Job Controling

As the cluster is very large and jobs will always get lost or killed, it is important to check carefully that all jobs have completed successfully. The slurm outputput file doesn't contain much information about the job.

Learning Objectives

◇ Knowing how code reproducible slurm scripts.
◇ Knowing how add checkpoints to scripts.

Counting the output files and sorting them by size is also useful, but even more important is looking at the standard output or log file (e.g. slurm*.out).
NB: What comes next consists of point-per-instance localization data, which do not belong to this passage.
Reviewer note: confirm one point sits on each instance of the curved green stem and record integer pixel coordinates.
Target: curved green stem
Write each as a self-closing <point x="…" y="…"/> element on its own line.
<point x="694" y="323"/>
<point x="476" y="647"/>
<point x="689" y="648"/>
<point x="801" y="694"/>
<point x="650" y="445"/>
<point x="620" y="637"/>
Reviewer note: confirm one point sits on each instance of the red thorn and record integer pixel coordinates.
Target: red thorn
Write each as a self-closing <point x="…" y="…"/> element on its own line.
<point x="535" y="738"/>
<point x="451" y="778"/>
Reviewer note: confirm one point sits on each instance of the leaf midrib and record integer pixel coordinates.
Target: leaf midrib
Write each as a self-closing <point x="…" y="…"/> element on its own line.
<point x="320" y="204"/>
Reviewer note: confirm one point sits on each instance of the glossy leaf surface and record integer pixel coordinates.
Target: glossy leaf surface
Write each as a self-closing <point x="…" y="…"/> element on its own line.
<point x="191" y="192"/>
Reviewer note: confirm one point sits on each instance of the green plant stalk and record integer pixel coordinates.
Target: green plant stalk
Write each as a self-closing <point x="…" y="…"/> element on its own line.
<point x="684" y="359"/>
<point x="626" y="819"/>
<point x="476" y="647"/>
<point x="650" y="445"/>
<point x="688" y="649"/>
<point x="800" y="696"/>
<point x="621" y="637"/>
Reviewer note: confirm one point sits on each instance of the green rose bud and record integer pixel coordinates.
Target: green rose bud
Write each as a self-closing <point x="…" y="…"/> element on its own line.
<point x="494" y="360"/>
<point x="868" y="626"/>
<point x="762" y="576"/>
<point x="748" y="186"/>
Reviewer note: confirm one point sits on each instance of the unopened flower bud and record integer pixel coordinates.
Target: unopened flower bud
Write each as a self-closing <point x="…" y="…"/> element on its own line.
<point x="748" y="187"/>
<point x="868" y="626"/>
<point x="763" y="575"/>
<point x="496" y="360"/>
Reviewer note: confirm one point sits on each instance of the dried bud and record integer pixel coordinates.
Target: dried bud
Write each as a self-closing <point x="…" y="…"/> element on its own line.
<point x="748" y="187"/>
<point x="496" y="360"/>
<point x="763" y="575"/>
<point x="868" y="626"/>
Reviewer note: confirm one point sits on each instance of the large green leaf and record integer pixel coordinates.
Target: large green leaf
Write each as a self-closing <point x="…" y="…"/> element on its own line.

  1. Examine the log file carefully, as each tool may output errors differently (e.g.grep for error, kill, Error, Killed, exit, Exited, ..).
  2. Echo statements in the submit script can be used as a check for your job control and you can grep for the terms.
#!/bin/bash
#SBATCH --job-name=bcf        #Name of the job
#SBATCH --ntasks=1            #Requesting 1 node (is always 1)
#SBATCH --cpus-per-task=1     #Requesting 1 CPU
#SBATCH --mem-per-cpu=1G      #Requesting 4 Gb memory per core
#SBATCH --time=4:00:00        #Requesting 4 hours running time
#SBATCH --output bcf.log      #Log


##########################################################################################
echo "Nik Zemp, GDC, 02/01/24"
echo "$(date) start ${SLURM_JOB_ID}"
##########################################################################################

#Load the needed modules
module load bcftools/1.16

#define in and outputs
out=SNPs
if [ ! -e ${out} ]  ; then mkdir ${out} ; fi
Ref=Ref/Ref.fasta

echo "The bcftools command"
bcftools mpileup -f ${Ref} --skip-indels -b bam.lst -a 'FORMAT/AD,FORMAT/DP' \
    | bcftools call -mv -Ob -o ${out}/raw.bcf

##########################################################################################
##job controlling, grep "Job:" *.out###
echo "JobID: ${SLURM_JOB_ID} TaskID: ${SLURM_ARRAY_TASK_ID} successfully finished at $(date)"
myjobs -j ${SLURM_JOB_ID}
##########################################################################################

Now you can grep for "JobID:".

The slurm webGUI can also be used to search for failed jobs as well.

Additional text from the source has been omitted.